It all began when my sister requested a soup "with lots of vegetables" for me to prepare. I took inventory of all the veggies in my fridge and freezer and saw a wide variety available for me to use for the soup. With spring time comes bounty of vegetables for one to use. I did not use a lot but just a little bit of this and that added up to over 3 quart soup. I think on the whole I used 10 plus veggies and it was very hearty and delicious for a cold spring night. Must say it was so easy and was done in a jiffy.
Measuring spoons and cups
Veggies - (frozen peas, carrots, beans, asparagus, potato,onions, corn, sweet potato,celery, bell pepper) about 1 1/2 quart chopped.
Ragu Marinara Sauce - 1 bottle
Garlic - 3 cloves
Ginger - 1 inch
Chilli Powder - 1/2 tsp
Water - 3 Ragu bottle amount.
Olive oil - 2 tbsp
Butter - 1 tbsp
1. Heat the soup pot add butter and oil and allow to melt.
2. Add onion, garlic, ginger with salt and cook.

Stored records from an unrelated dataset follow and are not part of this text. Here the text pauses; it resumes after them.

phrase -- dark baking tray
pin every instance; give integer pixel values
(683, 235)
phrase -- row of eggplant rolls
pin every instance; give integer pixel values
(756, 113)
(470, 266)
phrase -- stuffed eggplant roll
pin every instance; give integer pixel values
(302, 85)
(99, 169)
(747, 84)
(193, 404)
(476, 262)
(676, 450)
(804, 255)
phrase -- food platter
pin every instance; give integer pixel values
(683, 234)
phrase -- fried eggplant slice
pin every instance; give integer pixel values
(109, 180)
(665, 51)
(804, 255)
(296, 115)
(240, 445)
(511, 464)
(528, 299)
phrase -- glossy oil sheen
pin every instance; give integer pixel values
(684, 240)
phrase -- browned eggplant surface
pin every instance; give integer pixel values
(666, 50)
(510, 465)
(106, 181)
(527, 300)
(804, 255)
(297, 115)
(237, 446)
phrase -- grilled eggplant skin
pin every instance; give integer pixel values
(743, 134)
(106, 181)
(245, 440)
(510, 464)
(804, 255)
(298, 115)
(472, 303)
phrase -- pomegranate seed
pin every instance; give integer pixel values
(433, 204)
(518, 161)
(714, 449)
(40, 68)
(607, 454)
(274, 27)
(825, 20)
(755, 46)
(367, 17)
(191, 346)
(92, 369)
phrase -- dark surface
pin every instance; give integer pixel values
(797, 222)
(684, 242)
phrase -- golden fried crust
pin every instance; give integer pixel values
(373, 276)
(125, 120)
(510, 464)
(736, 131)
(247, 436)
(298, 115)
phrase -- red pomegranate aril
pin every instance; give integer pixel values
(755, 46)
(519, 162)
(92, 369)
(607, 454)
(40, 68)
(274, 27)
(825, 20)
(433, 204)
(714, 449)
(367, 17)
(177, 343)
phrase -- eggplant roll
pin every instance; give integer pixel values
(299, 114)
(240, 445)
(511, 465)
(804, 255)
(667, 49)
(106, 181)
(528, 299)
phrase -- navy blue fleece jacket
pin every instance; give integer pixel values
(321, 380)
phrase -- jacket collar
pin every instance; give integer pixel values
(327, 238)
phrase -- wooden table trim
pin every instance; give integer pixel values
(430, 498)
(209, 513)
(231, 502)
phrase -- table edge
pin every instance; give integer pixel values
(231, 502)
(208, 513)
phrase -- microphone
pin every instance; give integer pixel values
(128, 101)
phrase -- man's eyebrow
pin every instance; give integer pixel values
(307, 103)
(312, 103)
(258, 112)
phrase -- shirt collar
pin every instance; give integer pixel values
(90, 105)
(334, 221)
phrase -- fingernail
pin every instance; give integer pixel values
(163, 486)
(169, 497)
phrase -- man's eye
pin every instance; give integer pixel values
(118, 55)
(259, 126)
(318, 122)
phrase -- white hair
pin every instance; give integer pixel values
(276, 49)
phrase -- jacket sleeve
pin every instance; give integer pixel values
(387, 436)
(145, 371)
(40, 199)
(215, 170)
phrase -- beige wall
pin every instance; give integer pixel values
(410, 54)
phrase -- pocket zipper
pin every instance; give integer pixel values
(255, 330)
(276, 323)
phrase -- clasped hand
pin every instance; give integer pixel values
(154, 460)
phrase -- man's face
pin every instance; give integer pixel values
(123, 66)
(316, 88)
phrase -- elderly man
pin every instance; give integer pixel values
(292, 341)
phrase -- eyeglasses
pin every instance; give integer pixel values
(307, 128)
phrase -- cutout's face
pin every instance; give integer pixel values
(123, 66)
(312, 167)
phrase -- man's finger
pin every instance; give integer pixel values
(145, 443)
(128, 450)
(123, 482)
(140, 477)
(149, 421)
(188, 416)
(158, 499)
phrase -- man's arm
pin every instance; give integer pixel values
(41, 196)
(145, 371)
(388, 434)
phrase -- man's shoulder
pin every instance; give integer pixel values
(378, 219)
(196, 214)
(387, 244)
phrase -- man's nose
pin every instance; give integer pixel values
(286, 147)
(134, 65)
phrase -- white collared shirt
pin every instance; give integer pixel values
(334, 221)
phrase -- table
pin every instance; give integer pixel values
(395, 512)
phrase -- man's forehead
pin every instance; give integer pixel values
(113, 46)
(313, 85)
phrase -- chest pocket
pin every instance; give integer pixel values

Add the rest of the veggies and cover and cook for 4 minutes until they are all getting a little warm and cooked.
3. Add ragu sauce and mix well. Add all the remaining spices and mix well and cook for 5 minutes on medium heat.
4. Add water and allow to cook for about 15 minutes or until the veggies are all cooked.
5. Serve them hot with some garlic bread.